My apologies on the late reply, I currently have Bazzite on three devices,
My main PC: Ryzen 7 3700X, RX 5600, 64Gb DDR.
My main laptop, a Lenovo E590.
And my backup laptop: A Lenovo L412.
So far, I prefer it over windows on all three.
And removing one of the best features, the subsystem for android. It stops making sense from many people's perspectives and using a linux program like waydroid would probably be better than using android studio on Windows11.
For the average user, with maybe a little bit of IT knowledge but doesn't work in IT, what can we do for ourselves and our families other than go to win 11 eventually?
Unironically, switch to Linux. Mainstream distros like Mint, PopOS or Ubuntu are very friendly for casual users, have GUIs for everything and if something does go wrong, the error messages actually have proper meaning and you'll find tons of resources online as well as people willing to help.

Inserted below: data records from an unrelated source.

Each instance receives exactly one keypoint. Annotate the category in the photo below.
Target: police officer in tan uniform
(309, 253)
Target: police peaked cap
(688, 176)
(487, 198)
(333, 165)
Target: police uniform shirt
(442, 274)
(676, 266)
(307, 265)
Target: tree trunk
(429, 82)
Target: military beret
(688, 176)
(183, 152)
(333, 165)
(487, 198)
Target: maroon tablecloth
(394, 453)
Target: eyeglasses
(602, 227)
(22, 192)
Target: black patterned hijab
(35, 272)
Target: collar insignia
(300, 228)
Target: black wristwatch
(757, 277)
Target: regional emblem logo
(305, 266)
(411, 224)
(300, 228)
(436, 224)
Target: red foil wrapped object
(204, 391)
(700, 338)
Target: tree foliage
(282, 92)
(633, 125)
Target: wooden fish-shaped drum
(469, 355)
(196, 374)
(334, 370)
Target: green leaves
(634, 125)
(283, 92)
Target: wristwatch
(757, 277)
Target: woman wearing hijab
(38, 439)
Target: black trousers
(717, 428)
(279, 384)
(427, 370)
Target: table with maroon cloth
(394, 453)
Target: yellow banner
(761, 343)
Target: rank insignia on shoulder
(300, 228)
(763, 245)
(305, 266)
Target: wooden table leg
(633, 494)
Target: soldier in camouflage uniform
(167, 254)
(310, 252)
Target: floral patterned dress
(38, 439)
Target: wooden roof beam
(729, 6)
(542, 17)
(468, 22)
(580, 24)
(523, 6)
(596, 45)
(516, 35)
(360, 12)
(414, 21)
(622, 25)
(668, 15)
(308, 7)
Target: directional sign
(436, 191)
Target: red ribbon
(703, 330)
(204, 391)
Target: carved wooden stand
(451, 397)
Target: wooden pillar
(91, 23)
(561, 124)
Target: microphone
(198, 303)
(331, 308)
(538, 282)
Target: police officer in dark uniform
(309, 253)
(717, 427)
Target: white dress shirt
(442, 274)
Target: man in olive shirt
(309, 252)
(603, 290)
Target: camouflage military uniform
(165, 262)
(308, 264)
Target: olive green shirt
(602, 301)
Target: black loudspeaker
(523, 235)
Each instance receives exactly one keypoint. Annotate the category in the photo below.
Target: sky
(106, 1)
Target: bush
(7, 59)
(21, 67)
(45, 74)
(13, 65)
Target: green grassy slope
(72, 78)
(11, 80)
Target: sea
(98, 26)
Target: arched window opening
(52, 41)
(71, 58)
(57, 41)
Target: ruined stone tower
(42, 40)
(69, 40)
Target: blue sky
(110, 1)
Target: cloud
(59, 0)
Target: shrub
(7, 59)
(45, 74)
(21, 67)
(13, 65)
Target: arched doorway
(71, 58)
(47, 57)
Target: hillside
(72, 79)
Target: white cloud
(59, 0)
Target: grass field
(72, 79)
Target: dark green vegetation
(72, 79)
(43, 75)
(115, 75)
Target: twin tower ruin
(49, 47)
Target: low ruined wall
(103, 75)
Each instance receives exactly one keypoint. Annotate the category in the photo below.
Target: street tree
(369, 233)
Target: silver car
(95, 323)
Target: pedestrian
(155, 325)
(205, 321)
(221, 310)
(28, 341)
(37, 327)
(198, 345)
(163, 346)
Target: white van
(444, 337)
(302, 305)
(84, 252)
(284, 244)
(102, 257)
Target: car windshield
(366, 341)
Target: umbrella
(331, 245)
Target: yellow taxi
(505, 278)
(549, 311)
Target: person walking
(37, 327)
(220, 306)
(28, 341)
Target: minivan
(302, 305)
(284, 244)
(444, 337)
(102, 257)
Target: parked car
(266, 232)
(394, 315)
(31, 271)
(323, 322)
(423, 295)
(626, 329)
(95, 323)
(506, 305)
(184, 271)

Most stuff nowadays runs in a browser anyway, so here there's no compatibility issues, office is available in Linux through libre office and gaming has come far with steam and proton.
I don't like Canonical either, hence my recommendations for Mint or Pop being listed first. But let's be real, if someone wants to just get away from windows and wants something that works without having to learn much new, this is good enough.